In terms of performance, the internetwork gateways impose very little overhead because they are so simple. In regions of the internet where multiple high-bandwidth local networks are interconnected directly by a single minicomputer-based gateway, there is almost no noticeable difference between intranet and internet performance. Total throughput in an individual gateway is high, ranging from 400 to 1000 kilobits per seconds (depending on the particular implementation), and the typical delay experienced by maximum-length Pups in the case just mentioned is 2 to 5 milliseconds.
These figures don’t represent limits to what is achievable—even with the relatively low-powered machines now being used as gateways—because the gateway software has not been highly tuned for this application but rather is based on general-purpose software packages that are also used in many other hosts. But the current performance is adequate because the internetwork traffic load is typically only a tiny fraction of the capacity of the underlying local network channels. There exists one Alto-based gateway that interconnects three 3-megabit per second Ethernet channels as well as several 9.6-kilobit per second leased lines and a Packet Radio interface. In general the bottlenecks are not the gateways but rather the slower communication channels; discard of Pups due to congestion in gateways is almost exclusively due to overload of the 9.6-kilobit per second lines.
As might be expected, most of the traffic in our local networks is intranetwork—that is, consisting of Pups whose source and destination are on the same network. For example, measurement of one such network has shown a typical volume of 2.2 million packets per day, 72 percent of which are intranetwork packets [Shoch & Hupp, 1979]. Furthermore, of the remaining 28 percent, more than half consist of traffic to or from another nearby local network connected via a single gateway. (This site is served by multiple local networks because it is too large to cover with a single one using existing Ethernet technology, and also because it would exhaust a single network’s address space.) The rest of the traffic—some 250,000 packets per day—is transported to or from other campuses in the internet, mostly via the leased line network.
The higher-level protocols, such as the Byte Stream and FTP, are generally limited in performance by the processor capacity or the secondary storage bandwidth at the source and destination. For example, our BCPL implementation of BSP can maintain a data stream at the rate of about 500 kilobits per second between end processes running on Alto minicomputers, at which point both machines are CPU-bound. While it is certainly adequate for most applications, we find this performance somewhat disappointing, and we view it as an indication that BSP—though substantially simpler than, say, TCP—is still too complicated a protocol for high-performance communication.
The Pup architecture allows individual networks to be added to the internet system on an ad hoc basis, with no need for central control or coordination except to assign new network numbers. Users sharing a local network can assemble gateways and lease lines to other nearby gateways; they are encouraged to make multiple intergateway connections to provide alternate routes and thereby reduce the probability of being isolated. The gateway software has evolved to the point where if one starts a copy of it on a host having at least one connection to the existing internet, it will automatically obtain the files and other information it needs, announce its availability to the rest of the internet, and begin forwarding Pups.

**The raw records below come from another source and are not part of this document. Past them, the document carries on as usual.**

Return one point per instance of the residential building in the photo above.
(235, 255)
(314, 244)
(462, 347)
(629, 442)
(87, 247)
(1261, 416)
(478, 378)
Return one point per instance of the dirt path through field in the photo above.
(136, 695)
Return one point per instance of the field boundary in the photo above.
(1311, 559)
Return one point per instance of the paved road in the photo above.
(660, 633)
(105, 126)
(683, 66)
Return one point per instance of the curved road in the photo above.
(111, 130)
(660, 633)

5. A retrospective critique, possible improvements, and future research
While the architecture works extremely well, there are some lessons to be learned from this experience.

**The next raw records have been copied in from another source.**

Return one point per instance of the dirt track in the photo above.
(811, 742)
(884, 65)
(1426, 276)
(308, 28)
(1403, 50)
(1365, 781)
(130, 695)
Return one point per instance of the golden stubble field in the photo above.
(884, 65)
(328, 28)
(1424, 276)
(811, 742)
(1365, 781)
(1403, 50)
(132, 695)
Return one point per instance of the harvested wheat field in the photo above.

5.1. Addressing and routing
The size of address fields is a question of continuing controversy. An eight-bit network number supports up to 256 nets; that is fine for now, but eventually it should be made larger. To date, 256 hosts per net has not been a problem, though it is likely to become one (for example, when the Arpanet’s new 24-bit addressing convention starts to receive wide use). We have avoided variable-length address fields in the Pup design because they increase per-packet processing costs.
If an internetwork system becomes extremely large, the number of networks becomes so great that it is no longer practical for all hosts to keep routing table entries for all possible destination networks. Area routing strategies may be employed to attack this problem [McQuillan, 1974]. Alternatively, one may adopt a scheme in which the local routing table becomes a cache of recently used routing information, with routes to specific networks computed and maintained as needed. The problem of locating routes to distant parts of the internet is an area of current research.
One could consider revising the entire notion of a hierarchical address space. Under the current design, it is sometimes necessary to change the host number of a machine which is moved from one net to another—an operational annoyance. It is conceivable that every host could be given a unique address within a flat address space; a more sophisticated mechanism would then be needed to map addresses into routes, since there would no longer be a network number as part of the address (except perhaps as a hint, to improve performance).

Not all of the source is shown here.